Appendix A. Error Recovery

This appendix contains these sections;

Restarting ssmagent

You might have to restart the agent ssmagent after you take any of these actions:

  • changing an array so that communication between the front end and back end is affected; for example, attaching an array after the agent has been started

  • restarting licensed internal code (LIC)

  • partitioning RAID 3 memory

  • modifying the /etc/config/ssmagent.config file

  • rebooting, unless you have configured the system to start the agent automatically

To determine whether restarting the agent is necessary, enter

scsicontrol -i sc<controllerid>d<driveid>l<lunid>

For example:

scsicontrol -i sc6d6l0 

You do not need to restart the agent if you see an output such as

sc2d0l0:  Disk          SGI     RAID 5          0130
ANSI vers 2, ISO ver: 0, ECMA ver: 0; supports:  synch linkedcmds cmdqueing

You need to restart the agent if you see a message such as No such device or Cannot open.

To start ssmagent, enter

/etc/init.d/ssm stop 
/etc/init.d/ssm start 

Depending on the number of RAID arrays you administer, it takes the agent from 30 seconds to several minutes to finish launching and be ready to administer them.

Re-Establishing Communication With an Array

Communication with the array is lost if you have rebooted a server for which there are no LUNs bound, or if all three database disk modules are inadvertently removed at the same time.

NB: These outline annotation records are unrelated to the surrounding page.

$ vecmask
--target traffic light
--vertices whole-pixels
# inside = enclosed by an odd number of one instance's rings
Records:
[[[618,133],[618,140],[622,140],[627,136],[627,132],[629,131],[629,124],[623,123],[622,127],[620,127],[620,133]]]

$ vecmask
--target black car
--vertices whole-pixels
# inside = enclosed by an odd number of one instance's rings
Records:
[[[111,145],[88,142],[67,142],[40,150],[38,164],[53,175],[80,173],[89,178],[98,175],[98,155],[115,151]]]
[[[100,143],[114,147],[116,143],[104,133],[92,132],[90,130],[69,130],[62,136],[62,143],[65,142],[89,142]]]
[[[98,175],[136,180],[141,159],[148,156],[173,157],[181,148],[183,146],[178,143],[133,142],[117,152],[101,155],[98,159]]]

To re-establish communication with the array, follow these steps:

  1. Obtain a serial cable; see Appendix B, “Server Serial Connector Pinouts,” for the pinout for the server you are using.

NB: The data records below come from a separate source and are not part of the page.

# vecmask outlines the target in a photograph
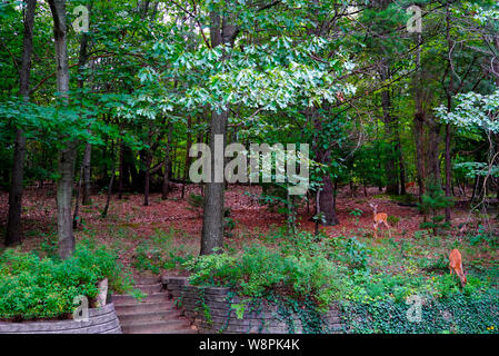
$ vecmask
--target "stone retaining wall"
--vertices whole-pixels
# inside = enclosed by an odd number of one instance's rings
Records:
[[[244,307],[242,318],[238,318],[232,305],[241,300],[238,296],[230,297],[229,288],[191,286],[186,277],[162,277],[161,280],[169,297],[176,299],[184,316],[197,325],[199,333],[303,333],[299,315],[295,313],[289,318],[283,318],[279,315],[276,305],[262,301],[257,310]],[[322,315],[322,319],[328,326],[328,333],[341,333],[343,329],[340,310],[336,306]]]
[[[89,309],[88,322],[0,322],[0,334],[121,334],[121,327],[110,303],[103,308]]]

  2. Connect the serial cable to a tty port on the server, such as tty2 (see the owner's guide for the server if necessary) and the serial port on the array.

  3. In /etc/config/ssmagent.config, comment out the line that specifies the device name and specify the tty port instead. For example:

    # # device specifications 
    # *close* at the end is needed for low level (devscsi) support.
    
    #device sc2d2l0  Unit-spA “Unit 8”
    ttydevice tty2
    

  4. Stop the agent:

    /etc/init.d/ssm stop 
    

  5. Restart the agent:

    /etc/init.d/ssm start 
    

  6. After you establish communication with the array, set up at least one LUN for the default SP.

  7. In /etc/config/ssmagent.config, remove the comment symbol from the line that specifies the device name and remove the line that specifies the tty port.

If the driver loses communication with the agent (for example, because of a broken cable connection between the host and the storage system, or if a host bus adapter is turned off), the driver on the host times out and logs off. To reinitialize the loop, enter

scsiha -lp controllernumber 

For example:

scsiha -lp 2

Recovering From an Incorrect Bind

To stop a bind that is in progress, use the RAID CLI rebootsp subcommand; see “rebootSP” in Chapter 6. Alternatively, you can use the GUI to remove all drives in the bind.

If a DPE has two LCCs (A and B), each DAE cabled to it must also have two LCCs. If a DAE has no LCC B, binding LUNs on SP B is restricted in some circumstances: If SP A uses disk modules 00 through 09 (that is, all the disk modules in the DPE) in LUNs, you cannot bind any LUNs on SP B, because the connection to the disk modules in the DAE is missing: there is no path through LCC B (absent) and no path through the disk modules on the DPE (all are bound on SP A).